È molto importante, ma l’errore che fanno molti disabili è quello di stare con altri disabili, secondo me bisogna stare tutti insieme, normodotati e disabili, a parte nel praticare sport dove i disabili lo fanno con altri disabili ma il contesto di aggregazione è molto importante. Ci sono sport molto belli e divertenti come il basket in carrozzina o l’hokey su ghiaccio, ma non fanno vedere le partite oppure le fanno in orari che non permettono a tutti di poterle seguire. A differenza delle Olimpiadi che vengono date tutte in diretta, le para Olimpiadi vengono fatte vedere dopo, in tarda notte.
Di sportivi disabili conosciamo solo Alex Zanardi e Bebe Vio, ma ce ne sono tanti bravi che meriterebbero attenzione che invece non viene data.
Praticare sport per un disabile è molto importante, soprattutto a livello fisico, perché ti aiuta a risvegliare dei movimenti che non faresti normalmente, nella vita di tutti i giorni.
Pensi che l’Italia debba fare ancora tanto per i disabili che vogliono praticare uno sport?
Nel nostro paese ci sono ancora molte barriere, più mentali che architettoniche. Dobbiamo dimostrare a noi stessi che chi ama il calcio può fare tutto.
All’estero i disabili hanno molte possibilità anche a livello lavorativo, mentre da noi questo non viene fatto, nonostante la legge lo preveda.
In Italia non si fa pubblicità sullo sport per disabili ed è un peccato perché chi ha la mobilità ridotta non viene a conoscenza di quello che potrebbe fare.
In America per esempio ci sono tantissimi sport e tutti hanno una visibilità enorme, vengono fatti gli stessi investimenti per tutti, mentre in Italia esiste solo il calcio. Gli altri sport vengono visti solo durante i giochi olimpici ma nessuno sa dove e quando si allenano. Ci vuole una cultura sportiva diversa, dobbiamo prendere esempio dagli altri paesi e crescere ancora molto.
Ci vuoi raccontare qualche aneddoto particolare?
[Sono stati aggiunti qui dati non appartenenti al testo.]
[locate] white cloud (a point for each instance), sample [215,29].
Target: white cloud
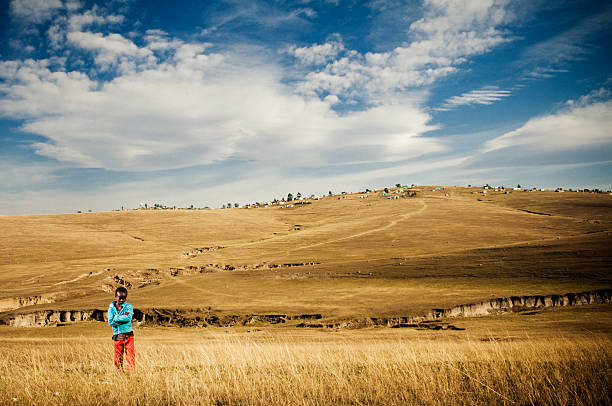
[108,49]
[317,54]
[485,95]
[193,108]
[577,127]
[443,39]
[35,11]
[76,22]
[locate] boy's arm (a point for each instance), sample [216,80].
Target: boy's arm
[126,317]
[112,313]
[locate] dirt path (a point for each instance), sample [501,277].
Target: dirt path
[361,234]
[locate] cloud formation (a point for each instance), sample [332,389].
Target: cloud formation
[484,96]
[195,107]
[442,40]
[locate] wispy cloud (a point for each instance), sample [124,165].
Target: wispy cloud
[551,56]
[484,96]
[443,39]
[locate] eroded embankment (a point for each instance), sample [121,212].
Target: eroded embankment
[23,301]
[206,317]
[176,317]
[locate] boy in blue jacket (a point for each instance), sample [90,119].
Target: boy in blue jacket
[120,315]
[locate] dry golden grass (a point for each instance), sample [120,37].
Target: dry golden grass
[378,256]
[267,369]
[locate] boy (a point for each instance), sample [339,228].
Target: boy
[120,315]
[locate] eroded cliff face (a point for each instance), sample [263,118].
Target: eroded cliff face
[207,317]
[514,303]
[17,302]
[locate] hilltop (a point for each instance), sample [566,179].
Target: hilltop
[363,254]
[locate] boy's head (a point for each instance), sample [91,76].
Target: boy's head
[120,295]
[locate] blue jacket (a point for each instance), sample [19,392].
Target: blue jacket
[121,322]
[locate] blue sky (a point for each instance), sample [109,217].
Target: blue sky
[109,104]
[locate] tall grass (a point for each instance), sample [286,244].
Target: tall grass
[292,371]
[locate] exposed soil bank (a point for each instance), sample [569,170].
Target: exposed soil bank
[17,302]
[206,317]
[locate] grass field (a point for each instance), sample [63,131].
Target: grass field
[494,361]
[350,257]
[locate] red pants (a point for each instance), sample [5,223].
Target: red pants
[126,346]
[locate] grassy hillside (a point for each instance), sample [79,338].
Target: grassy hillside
[348,255]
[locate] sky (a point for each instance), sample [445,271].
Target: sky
[111,104]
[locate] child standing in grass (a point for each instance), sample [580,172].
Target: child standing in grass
[120,315]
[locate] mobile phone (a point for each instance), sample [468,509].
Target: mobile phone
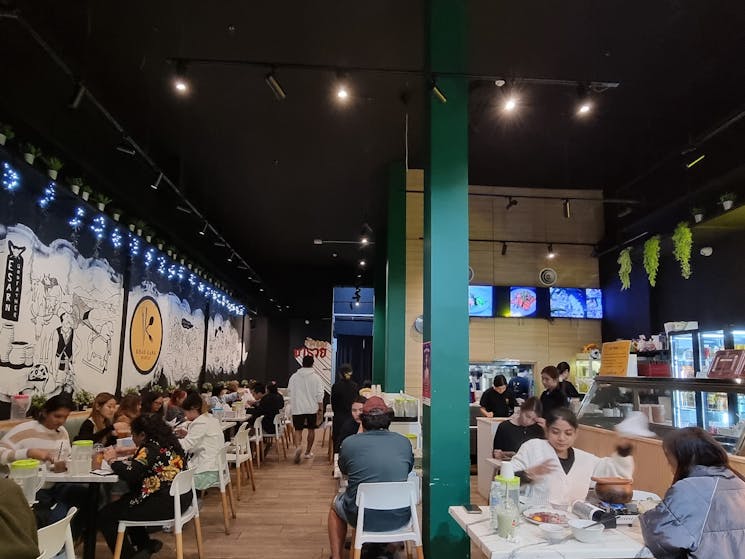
[472,509]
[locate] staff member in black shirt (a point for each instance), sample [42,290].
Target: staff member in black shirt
[498,401]
[553,397]
[526,425]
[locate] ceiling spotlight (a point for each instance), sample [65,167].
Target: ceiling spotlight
[156,184]
[437,92]
[77,98]
[179,80]
[567,208]
[125,147]
[273,84]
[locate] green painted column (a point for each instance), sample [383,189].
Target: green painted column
[395,296]
[446,434]
[381,265]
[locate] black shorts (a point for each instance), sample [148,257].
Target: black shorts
[304,421]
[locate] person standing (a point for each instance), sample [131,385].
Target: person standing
[343,393]
[305,391]
[498,401]
[569,390]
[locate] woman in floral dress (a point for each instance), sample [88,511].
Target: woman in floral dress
[159,458]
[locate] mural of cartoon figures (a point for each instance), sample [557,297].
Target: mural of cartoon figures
[46,295]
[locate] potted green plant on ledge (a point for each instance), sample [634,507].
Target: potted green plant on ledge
[30,153]
[101,201]
[6,133]
[727,199]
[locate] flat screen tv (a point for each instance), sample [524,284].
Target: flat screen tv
[481,300]
[523,301]
[567,302]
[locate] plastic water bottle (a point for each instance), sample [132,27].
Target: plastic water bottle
[495,502]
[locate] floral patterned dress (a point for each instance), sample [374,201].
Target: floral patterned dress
[151,471]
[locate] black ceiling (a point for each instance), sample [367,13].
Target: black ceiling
[272,176]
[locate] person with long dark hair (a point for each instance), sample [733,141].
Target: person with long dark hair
[563,470]
[701,514]
[552,397]
[498,401]
[159,458]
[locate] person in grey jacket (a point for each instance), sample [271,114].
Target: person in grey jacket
[701,515]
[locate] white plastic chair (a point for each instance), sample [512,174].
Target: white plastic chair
[242,456]
[279,434]
[387,496]
[225,486]
[54,537]
[258,438]
[181,484]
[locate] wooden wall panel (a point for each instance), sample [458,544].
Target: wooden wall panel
[537,341]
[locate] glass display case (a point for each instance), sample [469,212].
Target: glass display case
[612,398]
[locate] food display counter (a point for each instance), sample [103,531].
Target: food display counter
[611,398]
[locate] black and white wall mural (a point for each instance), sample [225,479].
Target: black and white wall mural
[68,271]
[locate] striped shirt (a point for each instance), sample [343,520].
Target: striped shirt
[32,434]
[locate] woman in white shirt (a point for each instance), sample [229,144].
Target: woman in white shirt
[203,440]
[565,471]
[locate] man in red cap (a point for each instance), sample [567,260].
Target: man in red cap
[375,455]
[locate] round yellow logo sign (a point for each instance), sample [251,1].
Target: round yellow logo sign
[146,335]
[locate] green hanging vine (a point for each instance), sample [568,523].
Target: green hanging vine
[652,258]
[624,268]
[682,247]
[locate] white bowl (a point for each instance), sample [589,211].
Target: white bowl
[584,534]
[553,532]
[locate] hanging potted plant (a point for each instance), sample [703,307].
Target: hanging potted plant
[140,225]
[76,184]
[54,165]
[624,268]
[652,258]
[30,152]
[85,192]
[727,199]
[6,133]
[682,247]
[101,201]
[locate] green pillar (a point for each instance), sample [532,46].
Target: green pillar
[381,265]
[446,435]
[395,296]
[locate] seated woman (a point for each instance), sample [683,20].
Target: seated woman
[203,440]
[553,397]
[46,440]
[129,408]
[159,458]
[521,427]
[701,515]
[563,470]
[99,427]
[152,402]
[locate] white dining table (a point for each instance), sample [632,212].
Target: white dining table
[90,525]
[623,542]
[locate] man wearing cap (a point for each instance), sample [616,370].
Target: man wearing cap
[375,455]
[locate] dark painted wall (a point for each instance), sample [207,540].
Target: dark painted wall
[714,295]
Mi è capitata una cosa molto antipatica qualche anno fa, quando andai a fare un colloquio calcistico e nel momento in cui mi presentavo, vedevo alcuni giocatori, i dirigenti e i segretari parlare tra di loro e dire “non verrà mica ad allenarci un handicappato?”, queste sono le barriere mentali.
Non puoi farmi mille elogi e quando si libera la panchina chiamare altre persone che non hanno neanche l’esperienza necessaria.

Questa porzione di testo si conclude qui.